This Grilled Vegetable Gazpacho takes gazpacho to another level – with additional crunch and a mellow smoky flavor from grilled corn, red onion and zucchini. The recipe is the perfect way to use leftover grilled vegetables, but is delicious enough that you’ll find yourself firing up the grill just to make the soup!

Chili powder and a dash of Tabasco give this gazpacho a kick, but you can also flavor the soup with lemon juice, red wine vinegar and fresh herbs. Make a Tex-Mex version by adding a chopped jalapeno pepper and some chopped cilantro to the recipe. Or, whip up an Italian-inspired gazpacho by adding chopped fresh oregano, basil and garlic.

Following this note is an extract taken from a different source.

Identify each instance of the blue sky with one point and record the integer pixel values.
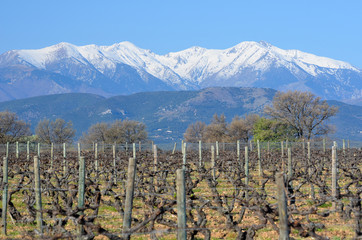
(326, 28)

When tomato season is over, just substitute a 28-ounce can of whole tomatoes with the juice from the can for the fresh tomatoes, for a version that can be enjoyed year-round.

  • 1 zucchini, washed and dried
  • 1 ear of corn, shucked and washed
  • 1 small red onion, peeled
  • 2 tablespoons olive oil, divided
  • 3 large tomatoes, washed, dried and diced
  • 1 1/2 cups tomato juice
  • 1 seedless cucumber, washed, dried and diced, divided
  • 1 teaspoon ground chili powder
  • 3 dashes Tabasco sauce
  • Sea salt and freshly ground black pepper, to taste
Preheat grill on high for 5 minutes while you prepare the vegetables. Slice the ends off of the zucchini and onion and slice 1/2-inch thick. Brush both sides of the sliced vegetables and the ear of corn with some of the olive oil and season with a bit of salt and pepper. When grill is heated, reduce heat to medium. Add the vegetables and grill 3 to 5 minutes per side. (Corn may take additional time to grill all sides.) Remove vegetables from grill and set aside to cool completely.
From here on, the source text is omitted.